Gazetedeki bir başka yazıda da Trablus'taki sıradan halkın hem Kaddafi yanlılarından hem de isyancılardan korkmaya başladıkları belirtiliyor.
'NATO mühahalesi Arap baharına tehdit'
Guardian yazarı Seamus Milne NATO'nun Libya müdahalesinin Arap baharına tehdit oluşturduğunu belirtiyor.
Yazar şöyle diyor:
"Bu yılın başlarında Arap devrimi Batı destekli iki diktatörü arka arkaya alaşağı edince, Batı bunu kontrol altına almak için üç koldan harekete geçti."
"Suudi Arabistan ve Amerika, Mısır'da para döktü. Bahreyn'de muhafazakar Körfez ülkelerine, ayaklanmayı güç kullanarak bastırmalarına destek verildi. Libya'da ise, Batılı güçler, Suriye'de acımasız bir şekilde zulüm gören muhaliflere gizli destek sağlayarak devrimi çalmaya çalıştılar."
"Şimdi bölgede birçok kişi Kaddafi'nin devrilmesinin durma noktasına gelen Arap uyanışına ivme kazandıracağı, belki başka bir otokratın; Yemen liderinin de sonunu getirebileceği umudunu taşıyor. Ama Libya örneği, rejimlerin ancak, birçok durumda hazır bekleyen, Washington, Paris ve Londra'nın askeri desteğiyle yıkılabileceği mesajını verebilir."
"NATO'nun müdahalesi Arap devrimine tehdittir. Ama Arap devrimiyle ortaya çıkan güçler kolay kolay geri çekilmeyecek. Radikal İslamcılar dahil, Libya'da iktidar için savaşanların çoğu, kendileri için hazırlanmakta olan düzeni kabul etmeyecekler. Libyalılar ancak NATO ve seyyar tüccarları çekilmeye zorlanırsa ülkelerinin gerçek hakimi olabilirler"
'Libya, Irak olmaz'
Times'ta yazan eski İngiliz savunma bakanlarından Malcom Rifkind ise Libya'nın ikinci bir Irak olmasına ihtimal bulunmadığını söylüyor ve "Libya halkı savaştı ve kazandı. Batı da barışın kazanılması için onlara acil yardımda bulunmalı" diyor.
"Libya'da ve başka yerlerde Arap baharının özgürlükle sonuçlanmayacağı ve bunun El Kaide ve diğer radikal İslamcı gruplarca suistimal edileceği endişesi var. İslamcılar ayrı bir mesele. Mısır'da ve Arap ülkelerinde nüfusun önemli bir bölümünü temsil ediyorlar ve ağırlıklarını bir ölçüde artırıyorlar. Ülkede İslam'ın rolünün ne olacağı Libyalıların kendilerinin karar vereceği bir mesele. Bunun uluslararası topluma bir tehdit oluşturması gerekmiyor."

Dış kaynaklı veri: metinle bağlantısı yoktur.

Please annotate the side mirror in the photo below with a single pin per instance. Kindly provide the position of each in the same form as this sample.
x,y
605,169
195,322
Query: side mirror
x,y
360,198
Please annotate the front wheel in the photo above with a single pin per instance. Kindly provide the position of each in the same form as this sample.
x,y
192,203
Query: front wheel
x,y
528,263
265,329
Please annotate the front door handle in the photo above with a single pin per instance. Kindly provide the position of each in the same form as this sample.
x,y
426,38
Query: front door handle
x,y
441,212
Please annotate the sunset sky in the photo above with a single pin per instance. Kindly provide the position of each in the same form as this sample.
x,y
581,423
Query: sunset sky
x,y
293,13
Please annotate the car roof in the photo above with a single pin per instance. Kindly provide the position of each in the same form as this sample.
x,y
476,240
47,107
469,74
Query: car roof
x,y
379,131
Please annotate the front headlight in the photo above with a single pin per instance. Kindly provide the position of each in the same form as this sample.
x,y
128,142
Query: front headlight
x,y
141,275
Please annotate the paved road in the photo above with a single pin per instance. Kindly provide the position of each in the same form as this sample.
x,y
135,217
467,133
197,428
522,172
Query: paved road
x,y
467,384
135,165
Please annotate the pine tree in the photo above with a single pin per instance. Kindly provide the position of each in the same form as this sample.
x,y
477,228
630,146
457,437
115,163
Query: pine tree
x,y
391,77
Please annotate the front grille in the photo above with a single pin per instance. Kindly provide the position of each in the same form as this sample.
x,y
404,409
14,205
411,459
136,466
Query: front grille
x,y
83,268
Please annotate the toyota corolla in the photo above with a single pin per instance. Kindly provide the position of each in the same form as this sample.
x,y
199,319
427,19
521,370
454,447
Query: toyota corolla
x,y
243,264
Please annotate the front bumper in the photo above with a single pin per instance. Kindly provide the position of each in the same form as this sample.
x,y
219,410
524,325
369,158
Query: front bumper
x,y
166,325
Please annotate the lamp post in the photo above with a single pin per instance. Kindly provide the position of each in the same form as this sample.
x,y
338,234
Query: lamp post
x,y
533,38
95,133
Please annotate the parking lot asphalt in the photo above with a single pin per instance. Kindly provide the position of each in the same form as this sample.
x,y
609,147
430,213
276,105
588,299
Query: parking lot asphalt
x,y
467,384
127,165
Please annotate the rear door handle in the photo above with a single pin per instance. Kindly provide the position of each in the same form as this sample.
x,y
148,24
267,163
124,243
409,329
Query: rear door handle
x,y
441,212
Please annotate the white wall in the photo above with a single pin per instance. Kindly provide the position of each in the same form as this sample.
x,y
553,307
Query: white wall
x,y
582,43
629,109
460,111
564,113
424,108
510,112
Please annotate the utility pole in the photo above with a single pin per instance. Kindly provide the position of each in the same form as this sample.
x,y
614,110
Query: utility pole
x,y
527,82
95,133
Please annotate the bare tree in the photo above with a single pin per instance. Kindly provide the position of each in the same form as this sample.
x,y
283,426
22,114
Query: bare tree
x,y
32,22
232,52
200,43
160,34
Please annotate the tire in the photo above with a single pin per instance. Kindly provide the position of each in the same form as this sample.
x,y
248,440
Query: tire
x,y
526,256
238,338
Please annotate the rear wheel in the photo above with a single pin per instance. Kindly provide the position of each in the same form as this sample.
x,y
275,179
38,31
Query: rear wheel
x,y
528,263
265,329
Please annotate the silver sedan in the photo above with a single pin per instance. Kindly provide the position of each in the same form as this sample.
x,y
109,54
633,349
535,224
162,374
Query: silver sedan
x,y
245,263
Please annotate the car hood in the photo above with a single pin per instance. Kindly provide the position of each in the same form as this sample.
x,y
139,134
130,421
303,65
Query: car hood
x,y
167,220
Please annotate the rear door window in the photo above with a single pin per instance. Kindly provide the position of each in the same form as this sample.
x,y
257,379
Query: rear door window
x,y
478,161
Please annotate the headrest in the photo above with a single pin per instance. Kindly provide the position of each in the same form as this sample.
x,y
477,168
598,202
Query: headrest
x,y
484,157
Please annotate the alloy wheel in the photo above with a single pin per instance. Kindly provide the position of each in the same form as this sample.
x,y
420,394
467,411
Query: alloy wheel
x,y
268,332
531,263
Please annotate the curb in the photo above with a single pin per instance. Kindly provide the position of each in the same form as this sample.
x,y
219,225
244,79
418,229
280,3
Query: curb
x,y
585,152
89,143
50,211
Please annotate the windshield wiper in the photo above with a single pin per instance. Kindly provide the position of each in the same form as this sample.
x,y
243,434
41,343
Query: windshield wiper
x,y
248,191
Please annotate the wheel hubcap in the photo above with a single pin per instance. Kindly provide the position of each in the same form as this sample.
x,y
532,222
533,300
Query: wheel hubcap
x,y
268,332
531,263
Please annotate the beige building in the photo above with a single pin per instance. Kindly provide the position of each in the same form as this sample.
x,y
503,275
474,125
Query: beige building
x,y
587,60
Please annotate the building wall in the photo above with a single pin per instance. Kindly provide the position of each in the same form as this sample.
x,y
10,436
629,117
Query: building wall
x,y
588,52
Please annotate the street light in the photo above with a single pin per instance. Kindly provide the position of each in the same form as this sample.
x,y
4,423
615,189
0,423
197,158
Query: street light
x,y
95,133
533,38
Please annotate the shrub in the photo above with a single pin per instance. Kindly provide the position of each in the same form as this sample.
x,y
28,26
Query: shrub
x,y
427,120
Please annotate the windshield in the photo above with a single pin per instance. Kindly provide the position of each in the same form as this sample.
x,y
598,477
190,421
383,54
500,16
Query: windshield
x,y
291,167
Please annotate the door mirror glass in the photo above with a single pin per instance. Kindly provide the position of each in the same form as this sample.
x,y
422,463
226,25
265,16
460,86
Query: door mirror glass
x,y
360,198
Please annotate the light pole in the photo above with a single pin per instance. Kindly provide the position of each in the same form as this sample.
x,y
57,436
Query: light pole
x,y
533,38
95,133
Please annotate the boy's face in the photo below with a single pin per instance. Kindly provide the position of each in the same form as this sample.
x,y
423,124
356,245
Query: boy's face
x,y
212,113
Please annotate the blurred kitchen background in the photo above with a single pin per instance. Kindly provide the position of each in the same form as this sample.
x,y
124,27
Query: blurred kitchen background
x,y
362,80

"Suudi Arabistan'la İran'ı kıyaslayın. İkisinde de camiyle devlet arasında bir ayrım yok. İkisinde de İslami inançlar yönetimle içiçe. Ama Suudi Arabistan'ın ılımlı bir dış politikası var, komşularına karşı saldırgan değil ve terörü desteklemiyor. Oysa İran bunların hepsini yapıyor. Libyalıları tercihlerini çok partili demokrasiden yana kullanmaya özendirirken, İslamcı partilerin güç kazanması halinde alarma geçmemeliyiz. Sadece bölge dünya barışına tehdit oluşturdukları zaman endişelenmeliyiz.
Macolm Rifkind yazısını şöyle noktalıyor:
"Libya'yı zorlu bir gelecek bekliyor. 40 yıllık diktatörlük bir gecede, hukukun üstünlüğünün geçerli olduğu işleyen bir demokrasiye dönüşemez. Belki birçok ciddi hata yapılacak. Belki iki ileri bir geri olacak. Belki yanlış insanlar seçilecek. Ama biz ve Libyalılar sorunlara değil, çözüme odaklanırsak mutlaka amacımıza ulaşırız."
'SAS komandoları Kaddafi'nin peşinde'
Daily Telegraph gazetesi manşetinde, Kaddafi'nin peşindeki isyancılara İngiliz SAS komandolarının öncülük ettiğini yazıyor.
Gazete savunma kaynaklarına dayanarak, isyancılarla aynı silahları kullanan ve Libyalı siviller gibi giyinen İngiliz askerlerinin haftalardır Libya'da bulunduğunu ve Trablus harekatının koordinasyonunda önemli rol oynadıklarını belirtiyor. Gazeteye göre, bu askerler şimdi, Başbakan David Cameron'ın emriyle, Kaddafi'yi bulmaya odaklandı.
'Megrahi'yi tekrar hapse atalım'
Gazete bir başka haberinde de İngiltere Başbakan Yardımcısı Nick Clegg'in iki yıl önce İskoçya Hükümeti'nin kararıyla serbest bırakılan eski Libya ajanı Abdülbasit El Megrahi'nin tekrar hapse atılması çağrısında bulunduğunu aktarıyor.
Abdülbasit el Megrahi, 1988 yılında Amerika'ya giden Pan Am Havayolları'na ait yolcu uçağına bomba yerleştirmekten suçlu bulunup ömür boyu hapis cezasına çarptırılmıştı.
189'u Amerikalı 270 kişinin ölümüne neden olmaktan hüküm giyen ve kanserli olan eski Libya ajanı, sadece üç aylık ömrü kaldığı gerekçesiyle serbest bırakılmıştı.
Libya'a yaşamını sürdüren Megrahi'nin serbest bırakılması ABD'nin sert tepkisine neden olmuştu. Gazete geçen hafta Amerikan Yönetimi'nin Libyalı isyancılardan Megrahi'yi kendilerine teslim etmesini istediğini belirtiyor.